Originating in Tamil Nadu, ponni rice is partially boiled in the husk, and tends to retain major B vitamin such as thiamine and niacin. Fennel seeds improve meal digestion, helping with bloat, and contains anti-inflammatory polyphenolic compounds including anethole, fenchone, methyl chavicol, and limonene that also aid the digestive process. The use of herbs and spices promotes satiety, encouraging lower sodium intake.
Note: Use any hard, green unripe mango.
Tools & Equipment: Grater
- 2 cups ponni rice
- ½ tsp lime juice (optional)
- 1 (250 g) unripe green totapuri mango
- 1 Tbsp extra virgin olive oil
- ½ cup (50 g) cashew nuts
- 2 tsp (10 g) raisins
- 1 tsp (3 g) fennel seeds
- 1 green chile, finely chopped
- 1 loosely packed cup cilantro, finely chopped
- 1 loosely packed cup mint leaves, finely chopped
Step 1Wash 2 cups of ponni rice (or any non-sticky rice you prefer) and soak in water for 30 minutes.
Step 2Bring 4 cups (1 liter) of water to a boil and add ¼ tsp of salt. Drain the soaked rice and add to the boiling water. Add a few drops of lime to brighten the rice. Give it a stir and cook on medium heat for about 10 minutes or until the rice is cooked but still firm. Drain any excess water and let it sit for 2 minutes. Then spread the rice out on a wide serving platter to cool. You can use a fork and a spoon to fluff it up a bit.
Step 3Grate the mango on a box grater or chop it into tiny bits. In a cast iron pan, add oil and roast the cashews to a golden color and then add the raisins. Allow them to sizzle for a moment, then pop in the fennel seeds. When the fennel seeds release their aroma, add the green chile, followed by the grated raw mango, and sauté for about 5 to 8 minutes. You want the mango to soften slightly and not cook through. Add a sprinkling of salt, cilantro and mint leaves, mix well, and take the pan off the burner and let it cool.

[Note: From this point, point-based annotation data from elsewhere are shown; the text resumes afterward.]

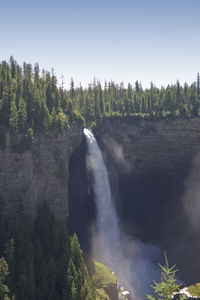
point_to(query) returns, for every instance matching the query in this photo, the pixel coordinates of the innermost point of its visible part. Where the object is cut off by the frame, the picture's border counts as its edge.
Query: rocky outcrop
(32, 173)
(142, 146)
(154, 170)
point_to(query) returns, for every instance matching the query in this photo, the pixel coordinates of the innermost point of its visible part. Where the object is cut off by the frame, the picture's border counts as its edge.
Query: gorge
(153, 168)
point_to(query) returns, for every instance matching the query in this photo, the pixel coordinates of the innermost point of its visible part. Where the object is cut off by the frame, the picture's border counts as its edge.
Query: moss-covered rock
(105, 283)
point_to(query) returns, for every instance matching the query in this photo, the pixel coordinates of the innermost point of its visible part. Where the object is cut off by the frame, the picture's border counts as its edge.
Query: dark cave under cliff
(149, 206)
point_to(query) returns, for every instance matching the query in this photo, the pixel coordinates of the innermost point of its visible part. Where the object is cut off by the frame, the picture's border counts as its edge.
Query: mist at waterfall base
(133, 262)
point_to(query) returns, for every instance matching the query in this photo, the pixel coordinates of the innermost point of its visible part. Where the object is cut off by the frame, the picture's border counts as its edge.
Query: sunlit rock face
(154, 172)
(30, 174)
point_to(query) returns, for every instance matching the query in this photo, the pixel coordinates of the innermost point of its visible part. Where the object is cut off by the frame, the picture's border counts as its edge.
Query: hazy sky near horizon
(129, 40)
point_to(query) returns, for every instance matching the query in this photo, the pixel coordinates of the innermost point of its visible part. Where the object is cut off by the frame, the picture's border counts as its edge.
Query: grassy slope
(102, 278)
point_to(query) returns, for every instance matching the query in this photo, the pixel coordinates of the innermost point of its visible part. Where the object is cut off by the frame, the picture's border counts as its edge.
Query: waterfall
(107, 221)
(131, 260)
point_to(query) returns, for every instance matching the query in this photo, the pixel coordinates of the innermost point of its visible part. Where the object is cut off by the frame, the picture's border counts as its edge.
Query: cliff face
(154, 170)
(29, 175)
(143, 146)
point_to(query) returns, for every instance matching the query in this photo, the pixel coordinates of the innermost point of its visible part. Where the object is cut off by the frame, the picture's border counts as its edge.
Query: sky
(124, 41)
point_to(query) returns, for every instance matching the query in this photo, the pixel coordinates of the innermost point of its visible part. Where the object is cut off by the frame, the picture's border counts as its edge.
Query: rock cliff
(154, 169)
(37, 172)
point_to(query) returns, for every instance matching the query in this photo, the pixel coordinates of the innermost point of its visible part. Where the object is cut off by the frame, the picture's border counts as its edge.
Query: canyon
(153, 167)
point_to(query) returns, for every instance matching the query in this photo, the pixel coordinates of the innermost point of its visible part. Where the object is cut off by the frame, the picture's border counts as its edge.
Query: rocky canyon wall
(30, 175)
(154, 169)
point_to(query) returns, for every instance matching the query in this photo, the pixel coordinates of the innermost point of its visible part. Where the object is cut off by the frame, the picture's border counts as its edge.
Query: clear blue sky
(127, 40)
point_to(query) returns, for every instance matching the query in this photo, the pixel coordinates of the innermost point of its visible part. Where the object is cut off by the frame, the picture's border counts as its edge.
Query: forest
(32, 101)
(39, 260)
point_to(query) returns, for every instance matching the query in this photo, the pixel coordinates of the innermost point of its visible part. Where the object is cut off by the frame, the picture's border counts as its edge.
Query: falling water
(130, 260)
(107, 221)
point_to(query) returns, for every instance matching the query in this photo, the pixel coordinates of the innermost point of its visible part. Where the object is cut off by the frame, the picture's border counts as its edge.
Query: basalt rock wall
(31, 172)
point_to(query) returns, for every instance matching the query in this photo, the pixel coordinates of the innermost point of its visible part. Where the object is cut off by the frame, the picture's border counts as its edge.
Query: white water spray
(107, 221)
(133, 266)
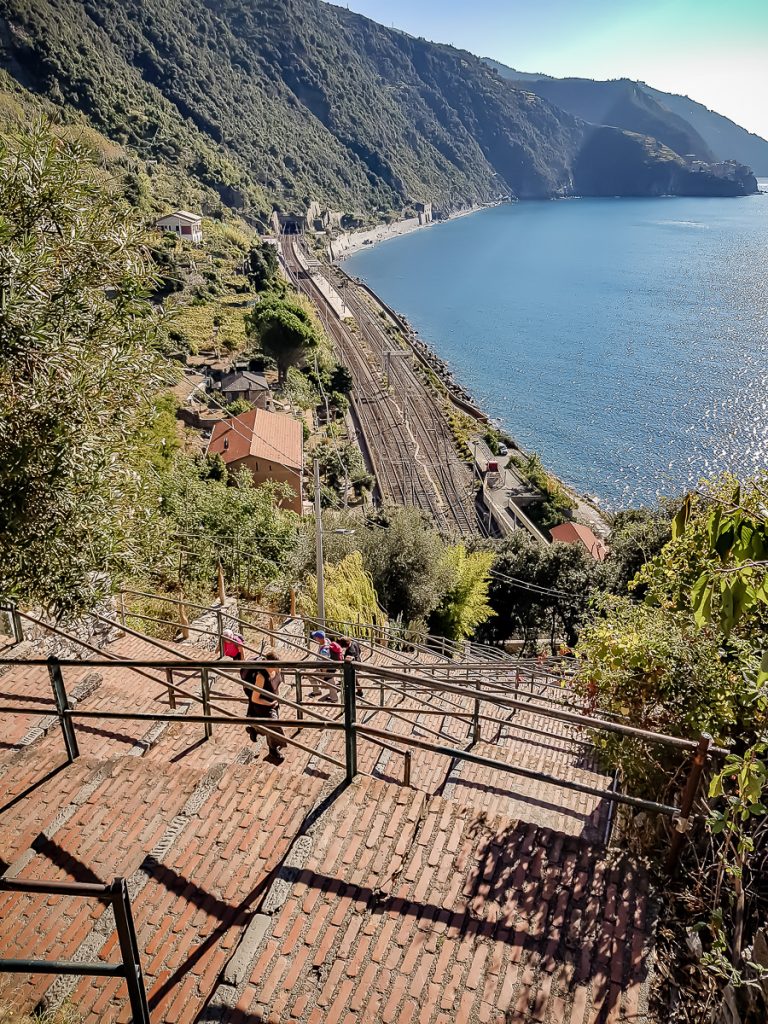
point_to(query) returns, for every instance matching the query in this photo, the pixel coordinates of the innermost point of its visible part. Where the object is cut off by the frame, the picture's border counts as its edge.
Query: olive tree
(78, 343)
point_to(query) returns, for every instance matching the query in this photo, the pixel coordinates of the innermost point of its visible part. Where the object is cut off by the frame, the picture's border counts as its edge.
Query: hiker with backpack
(262, 706)
(352, 652)
(330, 650)
(232, 645)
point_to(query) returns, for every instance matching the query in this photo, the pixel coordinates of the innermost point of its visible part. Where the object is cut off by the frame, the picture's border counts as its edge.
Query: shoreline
(349, 243)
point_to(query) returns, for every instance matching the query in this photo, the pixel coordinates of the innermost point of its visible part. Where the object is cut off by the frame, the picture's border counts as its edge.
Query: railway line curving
(407, 435)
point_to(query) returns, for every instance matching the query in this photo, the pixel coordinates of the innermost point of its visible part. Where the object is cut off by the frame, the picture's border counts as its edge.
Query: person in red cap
(333, 652)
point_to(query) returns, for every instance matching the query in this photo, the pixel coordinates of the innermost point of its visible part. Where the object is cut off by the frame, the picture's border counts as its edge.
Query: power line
(526, 585)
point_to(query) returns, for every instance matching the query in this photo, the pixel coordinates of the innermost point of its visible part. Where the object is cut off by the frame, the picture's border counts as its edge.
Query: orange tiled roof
(574, 532)
(264, 435)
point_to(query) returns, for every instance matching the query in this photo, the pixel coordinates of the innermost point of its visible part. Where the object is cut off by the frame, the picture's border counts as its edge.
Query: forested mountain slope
(293, 100)
(682, 124)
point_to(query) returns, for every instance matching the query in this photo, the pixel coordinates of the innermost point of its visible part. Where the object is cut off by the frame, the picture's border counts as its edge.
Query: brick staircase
(275, 894)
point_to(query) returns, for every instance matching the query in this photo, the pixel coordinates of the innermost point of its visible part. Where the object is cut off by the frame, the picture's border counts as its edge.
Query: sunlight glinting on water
(626, 340)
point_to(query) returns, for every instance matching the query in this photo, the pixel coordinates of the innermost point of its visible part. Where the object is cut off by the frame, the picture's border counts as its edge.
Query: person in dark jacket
(352, 652)
(262, 706)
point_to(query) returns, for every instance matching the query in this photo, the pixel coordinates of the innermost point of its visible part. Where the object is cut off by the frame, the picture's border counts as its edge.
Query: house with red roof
(574, 532)
(269, 445)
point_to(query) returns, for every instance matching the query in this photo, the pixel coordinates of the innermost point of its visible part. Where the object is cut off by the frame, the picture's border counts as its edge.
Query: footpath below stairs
(276, 894)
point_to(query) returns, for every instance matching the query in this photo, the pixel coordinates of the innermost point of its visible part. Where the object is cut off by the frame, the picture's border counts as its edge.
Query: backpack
(232, 645)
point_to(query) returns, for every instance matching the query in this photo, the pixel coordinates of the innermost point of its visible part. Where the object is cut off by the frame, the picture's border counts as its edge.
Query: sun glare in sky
(713, 51)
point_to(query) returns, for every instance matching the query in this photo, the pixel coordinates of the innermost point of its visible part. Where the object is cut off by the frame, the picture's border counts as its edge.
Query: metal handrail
(353, 729)
(117, 896)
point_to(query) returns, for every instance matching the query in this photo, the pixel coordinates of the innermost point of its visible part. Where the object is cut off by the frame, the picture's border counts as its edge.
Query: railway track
(406, 433)
(431, 430)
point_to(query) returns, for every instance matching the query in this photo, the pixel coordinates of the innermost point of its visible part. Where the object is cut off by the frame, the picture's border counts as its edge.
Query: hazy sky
(715, 51)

Step 4Toss the mango mixture in the rice and mix evenly with a salad spoon and fork. Serve warm or room temperature.
Substitutions: You can substitute cashews with peanuts for crunch.
Level Up: Sprinkle on a bit of amchur powder, made of dried mango seeds, for a tangier flavor and aroma.
Try It With: This is a great base for Mexican-inspired dishes. Use it as a substitute for plain rice in a burrito, or on the side of a mole.